It’s become a common meme to refer to ICU’s being “filled” with the unvaccinated, but is there any truth to that?
A few days ago Dr Hillary Jones, whilst being interviewed on Lorraine Kelly, claimed:
90% of people in hospital are unvaccinated”.
Television presenters and news headlines across the United Kingdom have commonly referred to hospitals being filled with unvaccinated covid19 patients.
As if it could ever be considered evidence of anything, an anonymous “doctor” wrote a piece for The Guardian, which he filled with nameless anecdotal evidence, and emotively headlined:
ICU is full of the unvaccinated – my patience with them is wearing thin
This claim is regularly used as an argument for vaccine mandates, and/or unvaxxed-only lockdowns.
But is it true?
In a word, no.
ICUs are not “full” of unvaccinated covid patients, they’re not even full of covid cases. In fact, they’re not even full at all.
As of last week, NHS England’s own bed statistics reported that England has 4330 available critical care beds, of which 894 (21%) are being used by Covid patients, 2608 (60%) non-Covid patients and 828 (19%) were empty.
So, England’s critical care beds are not even 90% full, let alone 90% full of unvaccinated covid patients.
But let’s be charitable and assume these people misspoke or communicated their point badly. Let’s assume they meant 90% of covid hospitalisations are unvaccinated.
That, at least, is true right? Wrong.
The actual number is 35.4%
According to the UK’s Health Security Agency data (page 31 of this document) 6639 patients were admitted to hospital “with Covid” in the weeks 44-47 of this year. Of those 6639, 2355 were unvaccinated.
So unvaccinated people do not even make up the majority of Covid cases, let alone the majority of ICU admissions in general.
So, even going by the official statistics – which we’ve previously shown are routinely inflated to make the “pandemic” appear frightening – the claim is incorrect.

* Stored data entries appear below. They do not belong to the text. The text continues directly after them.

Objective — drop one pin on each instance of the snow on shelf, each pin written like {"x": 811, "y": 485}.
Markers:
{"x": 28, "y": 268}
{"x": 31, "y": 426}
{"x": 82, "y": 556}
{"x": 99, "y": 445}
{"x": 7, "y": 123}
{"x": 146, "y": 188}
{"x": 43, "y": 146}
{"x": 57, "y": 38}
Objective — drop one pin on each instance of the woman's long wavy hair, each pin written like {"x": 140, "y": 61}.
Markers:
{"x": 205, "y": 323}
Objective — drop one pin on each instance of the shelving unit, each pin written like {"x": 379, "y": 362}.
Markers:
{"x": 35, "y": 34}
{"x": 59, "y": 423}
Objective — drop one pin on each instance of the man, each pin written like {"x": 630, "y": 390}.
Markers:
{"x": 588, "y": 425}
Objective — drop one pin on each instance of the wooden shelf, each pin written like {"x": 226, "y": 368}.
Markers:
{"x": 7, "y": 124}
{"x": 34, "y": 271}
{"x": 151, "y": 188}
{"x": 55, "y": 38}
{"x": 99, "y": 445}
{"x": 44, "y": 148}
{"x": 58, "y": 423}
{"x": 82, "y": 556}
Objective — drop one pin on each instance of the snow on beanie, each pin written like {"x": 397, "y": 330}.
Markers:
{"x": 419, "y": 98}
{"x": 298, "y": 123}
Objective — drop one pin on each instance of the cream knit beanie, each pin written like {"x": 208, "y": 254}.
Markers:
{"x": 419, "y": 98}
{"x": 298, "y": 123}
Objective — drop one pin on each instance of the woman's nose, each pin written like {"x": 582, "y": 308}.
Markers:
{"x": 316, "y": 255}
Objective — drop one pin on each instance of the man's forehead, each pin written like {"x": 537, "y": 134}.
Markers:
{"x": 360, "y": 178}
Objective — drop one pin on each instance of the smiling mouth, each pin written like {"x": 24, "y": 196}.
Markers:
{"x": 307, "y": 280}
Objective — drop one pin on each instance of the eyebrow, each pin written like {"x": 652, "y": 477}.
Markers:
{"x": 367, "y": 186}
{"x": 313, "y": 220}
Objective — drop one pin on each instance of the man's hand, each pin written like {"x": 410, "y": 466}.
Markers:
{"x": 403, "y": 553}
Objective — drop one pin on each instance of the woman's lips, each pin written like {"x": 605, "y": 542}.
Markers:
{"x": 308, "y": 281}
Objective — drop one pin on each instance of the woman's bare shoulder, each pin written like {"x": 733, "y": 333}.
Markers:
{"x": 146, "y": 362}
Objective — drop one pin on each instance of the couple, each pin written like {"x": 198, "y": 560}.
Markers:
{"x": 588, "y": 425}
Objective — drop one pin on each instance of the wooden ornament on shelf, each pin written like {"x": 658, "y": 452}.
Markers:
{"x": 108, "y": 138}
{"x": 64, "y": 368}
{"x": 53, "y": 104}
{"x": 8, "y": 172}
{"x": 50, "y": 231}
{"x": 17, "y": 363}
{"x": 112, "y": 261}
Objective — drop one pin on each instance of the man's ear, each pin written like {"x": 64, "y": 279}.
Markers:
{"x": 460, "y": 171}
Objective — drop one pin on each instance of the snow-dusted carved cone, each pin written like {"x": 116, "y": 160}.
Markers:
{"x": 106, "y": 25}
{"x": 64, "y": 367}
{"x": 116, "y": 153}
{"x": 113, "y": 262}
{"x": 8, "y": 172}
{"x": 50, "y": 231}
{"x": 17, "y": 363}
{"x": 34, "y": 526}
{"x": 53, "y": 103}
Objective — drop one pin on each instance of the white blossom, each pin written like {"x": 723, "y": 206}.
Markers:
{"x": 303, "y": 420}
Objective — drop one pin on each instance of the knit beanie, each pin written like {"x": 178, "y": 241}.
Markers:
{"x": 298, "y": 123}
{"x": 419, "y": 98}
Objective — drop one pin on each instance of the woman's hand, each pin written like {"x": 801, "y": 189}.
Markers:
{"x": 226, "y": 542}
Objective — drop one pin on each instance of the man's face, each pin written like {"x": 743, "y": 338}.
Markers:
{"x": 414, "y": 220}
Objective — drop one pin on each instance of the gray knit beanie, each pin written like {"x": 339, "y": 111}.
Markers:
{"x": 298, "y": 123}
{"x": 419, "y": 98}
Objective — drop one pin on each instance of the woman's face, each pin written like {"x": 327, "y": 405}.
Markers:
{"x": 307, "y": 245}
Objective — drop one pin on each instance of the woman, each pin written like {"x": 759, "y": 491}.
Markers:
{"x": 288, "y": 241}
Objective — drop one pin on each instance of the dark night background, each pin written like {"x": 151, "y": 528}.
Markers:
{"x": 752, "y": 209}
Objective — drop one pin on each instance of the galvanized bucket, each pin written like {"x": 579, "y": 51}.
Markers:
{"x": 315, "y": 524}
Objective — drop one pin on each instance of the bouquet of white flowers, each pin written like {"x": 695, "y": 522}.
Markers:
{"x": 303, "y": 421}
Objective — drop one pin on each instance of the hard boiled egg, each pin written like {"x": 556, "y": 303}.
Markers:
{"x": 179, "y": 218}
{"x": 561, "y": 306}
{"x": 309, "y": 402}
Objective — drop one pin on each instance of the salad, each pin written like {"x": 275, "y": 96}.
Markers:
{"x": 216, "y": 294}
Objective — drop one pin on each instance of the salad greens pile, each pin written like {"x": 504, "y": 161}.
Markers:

And that doesn’t even account for the fact that, according to Public Health England, a “Covid hospitalisation” is anyone admitted to hospital for any reason within 28 days of a positive Covid test. This could include people who are admitted to hospital for something else and then happen to test positive while they are there.
We could also discuss the tiny number of hospital beds available in this country, which has more than halved since the 1980s, whilst the population has exploded in that time.
But that’s really an article for another day.